How is Meta Getting Its Hands on Advance Digital Galleys to Train Its AI?
Maris Kreizman: One of the Richest Companies in the World is Stealing From the Rest of Us
On Thursday, March 20, all of the writers I know were in a bit of a frenzy. That morning Alex Reisner at the Atlantic had published a piece about Llama 3, Meta’s AI model, and the astonishing number of pirated books on which it had been trained. Meta’s leadership, against the advice of their lawyers, had used LibGen, a pirate file-sharing site supposedly intended to make academic papers more accessible worldwide. Along with Reisner’s article came a handy search bar where you could type your name to see if Meta had used any of your writing to train its generative language models.

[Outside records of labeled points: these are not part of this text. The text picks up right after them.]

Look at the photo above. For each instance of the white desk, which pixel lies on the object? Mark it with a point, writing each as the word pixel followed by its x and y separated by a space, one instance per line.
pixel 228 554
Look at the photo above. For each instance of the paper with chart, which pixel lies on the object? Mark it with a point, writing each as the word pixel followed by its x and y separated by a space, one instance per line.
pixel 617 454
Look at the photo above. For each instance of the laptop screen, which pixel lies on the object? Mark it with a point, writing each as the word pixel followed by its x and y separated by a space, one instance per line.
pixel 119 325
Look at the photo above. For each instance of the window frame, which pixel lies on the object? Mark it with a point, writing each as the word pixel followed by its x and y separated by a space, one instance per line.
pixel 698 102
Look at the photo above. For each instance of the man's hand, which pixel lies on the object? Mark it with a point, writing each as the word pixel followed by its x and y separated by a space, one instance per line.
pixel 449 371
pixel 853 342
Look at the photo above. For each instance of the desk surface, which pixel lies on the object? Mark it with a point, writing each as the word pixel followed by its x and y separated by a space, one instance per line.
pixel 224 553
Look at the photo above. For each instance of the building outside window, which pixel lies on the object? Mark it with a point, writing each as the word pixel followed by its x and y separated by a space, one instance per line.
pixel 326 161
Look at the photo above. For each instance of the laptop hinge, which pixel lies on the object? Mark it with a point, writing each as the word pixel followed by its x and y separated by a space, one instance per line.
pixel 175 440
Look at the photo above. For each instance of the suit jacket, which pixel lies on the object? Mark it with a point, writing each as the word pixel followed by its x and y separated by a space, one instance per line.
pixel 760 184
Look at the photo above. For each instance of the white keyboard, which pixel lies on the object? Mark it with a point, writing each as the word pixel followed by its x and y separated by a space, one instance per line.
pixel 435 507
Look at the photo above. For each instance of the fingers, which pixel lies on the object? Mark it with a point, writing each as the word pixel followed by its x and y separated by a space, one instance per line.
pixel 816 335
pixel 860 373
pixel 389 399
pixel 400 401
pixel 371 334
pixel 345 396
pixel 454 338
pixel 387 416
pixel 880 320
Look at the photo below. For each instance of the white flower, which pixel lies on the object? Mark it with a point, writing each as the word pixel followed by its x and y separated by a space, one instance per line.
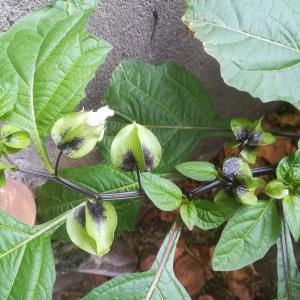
pixel 97 118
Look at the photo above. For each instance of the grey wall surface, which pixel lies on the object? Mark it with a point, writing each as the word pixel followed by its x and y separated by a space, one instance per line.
pixel 128 25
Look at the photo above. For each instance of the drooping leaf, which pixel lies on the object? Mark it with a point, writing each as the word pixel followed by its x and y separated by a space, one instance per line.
pixel 293 273
pixel 26 259
pixel 138 285
pixel 198 170
pixel 247 236
pixel 291 208
pixel 256 43
pixel 165 194
pixel 47 58
pixel 288 169
pixel 169 101
pixel 54 199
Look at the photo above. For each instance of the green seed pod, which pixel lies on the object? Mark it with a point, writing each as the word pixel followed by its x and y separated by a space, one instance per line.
pixel 76 134
pixel 135 147
pixel 13 139
pixel 92 227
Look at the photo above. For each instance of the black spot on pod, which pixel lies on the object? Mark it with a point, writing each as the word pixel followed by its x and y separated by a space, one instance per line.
pixel 149 159
pixel 128 163
pixel 80 216
pixel 72 145
pixel 97 211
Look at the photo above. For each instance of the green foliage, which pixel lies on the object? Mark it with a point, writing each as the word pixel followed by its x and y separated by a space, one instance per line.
pixel 141 285
pixel 13 139
pixel 249 135
pixel 162 192
pixel 247 236
pixel 135 148
pixel 76 134
pixel 91 228
pixel 198 170
pixel 156 97
pixel 293 278
pixel 288 170
pixel 46 60
pixel 291 209
pixel 256 43
pixel 53 199
pixel 26 259
pixel 207 214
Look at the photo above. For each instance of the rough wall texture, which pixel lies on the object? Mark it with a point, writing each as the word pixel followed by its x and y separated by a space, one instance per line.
pixel 129 25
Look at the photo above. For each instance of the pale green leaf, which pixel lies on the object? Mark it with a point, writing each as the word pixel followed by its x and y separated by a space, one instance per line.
pixel 168 100
pixel 256 43
pixel 165 194
pixel 247 236
pixel 54 199
pixel 137 285
pixel 47 58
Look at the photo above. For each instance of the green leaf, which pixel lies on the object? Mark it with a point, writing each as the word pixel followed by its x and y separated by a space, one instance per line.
pixel 293 273
pixel 165 194
pixel 91 228
pixel 26 259
pixel 138 285
pixel 54 199
pixel 253 58
pixel 134 147
pixel 198 170
pixel 213 214
pixel 288 169
pixel 188 214
pixel 48 58
pixel 168 100
pixel 276 189
pixel 291 208
pixel 247 236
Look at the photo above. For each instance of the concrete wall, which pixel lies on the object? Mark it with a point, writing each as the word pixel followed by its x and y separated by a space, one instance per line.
pixel 128 25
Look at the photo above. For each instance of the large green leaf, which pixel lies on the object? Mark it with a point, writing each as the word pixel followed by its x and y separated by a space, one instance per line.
pixel 168 100
pixel 293 279
pixel 54 199
pixel 256 43
pixel 291 208
pixel 46 61
pixel 26 259
pixel 247 236
pixel 288 169
pixel 137 285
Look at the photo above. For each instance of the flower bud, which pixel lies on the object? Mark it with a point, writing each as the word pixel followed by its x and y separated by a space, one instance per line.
pixel 91 227
pixel 135 147
pixel 76 134
pixel 13 139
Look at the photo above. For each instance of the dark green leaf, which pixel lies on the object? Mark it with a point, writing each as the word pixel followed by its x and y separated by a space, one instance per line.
pixel 256 43
pixel 198 170
pixel 47 58
pixel 165 194
pixel 247 236
pixel 168 100
pixel 54 199
pixel 26 259
pixel 291 208
pixel 137 285
pixel 288 169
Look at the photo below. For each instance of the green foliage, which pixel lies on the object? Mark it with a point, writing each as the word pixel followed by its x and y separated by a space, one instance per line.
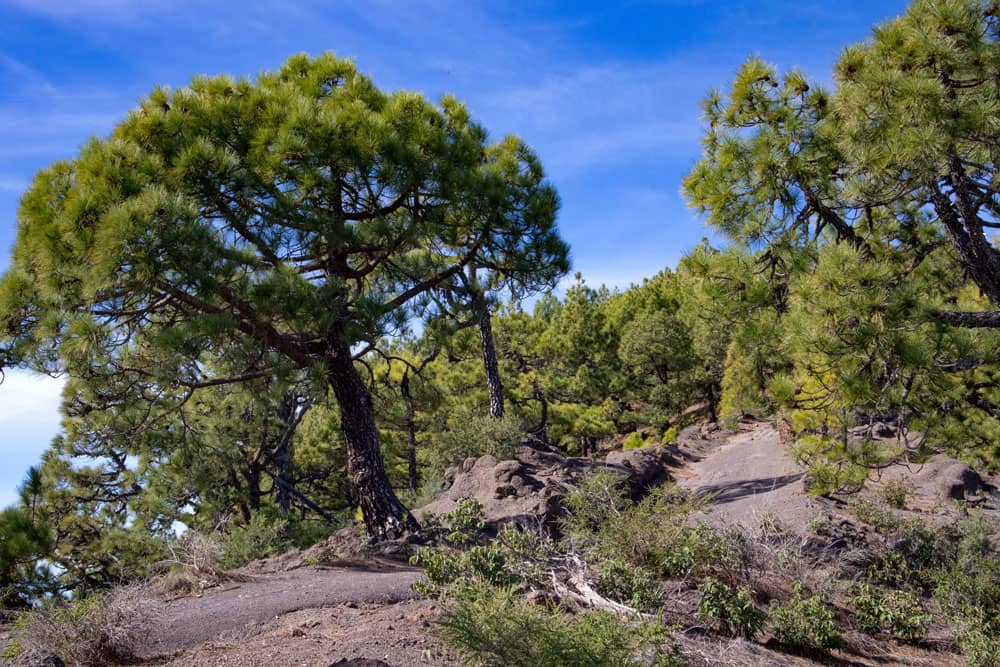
pixel 465 522
pixel 100 629
pixel 733 610
pixel 463 561
pixel 634 441
pixel 258 539
pixel 630 585
pixel 895 492
pixel 805 621
pixel 26 539
pixel 969 590
pixel 895 612
pixel 494 626
pixel 653 533
pixel 469 434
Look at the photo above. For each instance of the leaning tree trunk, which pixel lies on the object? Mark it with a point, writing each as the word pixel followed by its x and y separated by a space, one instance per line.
pixel 493 384
pixel 411 432
pixel 384 515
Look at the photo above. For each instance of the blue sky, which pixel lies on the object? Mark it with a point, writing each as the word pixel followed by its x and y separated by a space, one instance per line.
pixel 606 92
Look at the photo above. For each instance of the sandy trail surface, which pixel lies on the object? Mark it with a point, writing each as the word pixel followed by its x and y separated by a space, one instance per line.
pixel 751 478
pixel 238 610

Anyone who has ever published a book, or even an academic paper, quickly entered their name in the search, and just about every traditionally published author I know came away 99.9 percent pissed off, and maybe .01 percent validated, it was an honor to even be included, etc etc.

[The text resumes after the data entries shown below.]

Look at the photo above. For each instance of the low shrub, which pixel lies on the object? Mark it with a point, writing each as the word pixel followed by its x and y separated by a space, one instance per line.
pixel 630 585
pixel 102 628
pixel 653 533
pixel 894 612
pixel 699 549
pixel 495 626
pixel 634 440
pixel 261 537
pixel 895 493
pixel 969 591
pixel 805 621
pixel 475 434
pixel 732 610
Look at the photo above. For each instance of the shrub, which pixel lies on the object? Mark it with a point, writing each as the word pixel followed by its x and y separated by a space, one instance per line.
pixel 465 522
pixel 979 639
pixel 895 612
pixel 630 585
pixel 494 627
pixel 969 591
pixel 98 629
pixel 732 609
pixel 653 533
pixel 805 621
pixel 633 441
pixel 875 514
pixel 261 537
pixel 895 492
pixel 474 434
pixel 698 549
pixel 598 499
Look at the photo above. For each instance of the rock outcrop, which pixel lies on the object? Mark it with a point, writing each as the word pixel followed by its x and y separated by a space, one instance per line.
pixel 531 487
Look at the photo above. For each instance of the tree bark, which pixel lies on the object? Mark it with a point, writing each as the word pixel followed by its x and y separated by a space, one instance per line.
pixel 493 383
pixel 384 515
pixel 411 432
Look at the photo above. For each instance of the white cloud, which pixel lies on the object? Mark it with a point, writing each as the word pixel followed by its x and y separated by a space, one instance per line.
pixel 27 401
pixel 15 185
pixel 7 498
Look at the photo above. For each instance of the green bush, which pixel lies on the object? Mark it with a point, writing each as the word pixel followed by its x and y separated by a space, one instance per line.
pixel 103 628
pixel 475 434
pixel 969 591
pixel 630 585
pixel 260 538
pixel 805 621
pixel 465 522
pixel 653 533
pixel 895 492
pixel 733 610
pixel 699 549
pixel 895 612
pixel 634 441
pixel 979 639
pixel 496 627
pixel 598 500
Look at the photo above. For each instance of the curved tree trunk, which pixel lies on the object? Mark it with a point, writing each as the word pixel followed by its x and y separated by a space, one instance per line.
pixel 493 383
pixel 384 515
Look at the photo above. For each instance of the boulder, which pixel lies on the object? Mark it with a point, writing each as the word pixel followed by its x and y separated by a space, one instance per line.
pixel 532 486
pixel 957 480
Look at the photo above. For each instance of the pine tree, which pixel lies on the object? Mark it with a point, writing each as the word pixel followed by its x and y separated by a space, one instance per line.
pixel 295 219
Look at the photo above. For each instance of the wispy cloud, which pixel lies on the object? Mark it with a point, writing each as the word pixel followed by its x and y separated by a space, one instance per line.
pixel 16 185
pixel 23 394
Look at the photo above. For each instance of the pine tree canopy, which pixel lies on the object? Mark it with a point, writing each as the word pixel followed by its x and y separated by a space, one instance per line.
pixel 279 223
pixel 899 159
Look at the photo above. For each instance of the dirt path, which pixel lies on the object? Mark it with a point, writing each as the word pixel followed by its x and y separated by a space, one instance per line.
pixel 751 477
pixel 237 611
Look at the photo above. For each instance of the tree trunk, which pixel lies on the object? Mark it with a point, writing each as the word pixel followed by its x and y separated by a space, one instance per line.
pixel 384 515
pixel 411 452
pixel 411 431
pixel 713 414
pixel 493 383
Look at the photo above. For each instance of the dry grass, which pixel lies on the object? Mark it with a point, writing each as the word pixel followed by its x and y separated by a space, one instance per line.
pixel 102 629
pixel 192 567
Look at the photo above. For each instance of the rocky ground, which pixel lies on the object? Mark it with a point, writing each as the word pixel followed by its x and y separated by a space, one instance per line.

This is not the first time we writers have anxiously typed our name into a search bar. In 2023 Reisner published a piece that placed the number of books that were used to train Meta’s AI at 183,000. That time I felt that .01 percent of despair when I typed my name in to zero results, but I also felt a little optimistic that authors such as Sarah Silverman (comedians can be authors; The Bedwetter is very fun!), Paul Tremblay, and Michael Chabon, whose work had in fact been lifted, had filed separate copyright lawsuits that were then consolidated into one: Kadrey v. Meta is a class action suit in Northern California that is still ongoing.
Last week the Authors Guild assured writers that if our books were used by Meta at any point to train their AI (Reisner’s latest reporting puts the number of books at 7.5 million), we’re automatically included in the Kadrey v. Meta case. So I guess we… wait?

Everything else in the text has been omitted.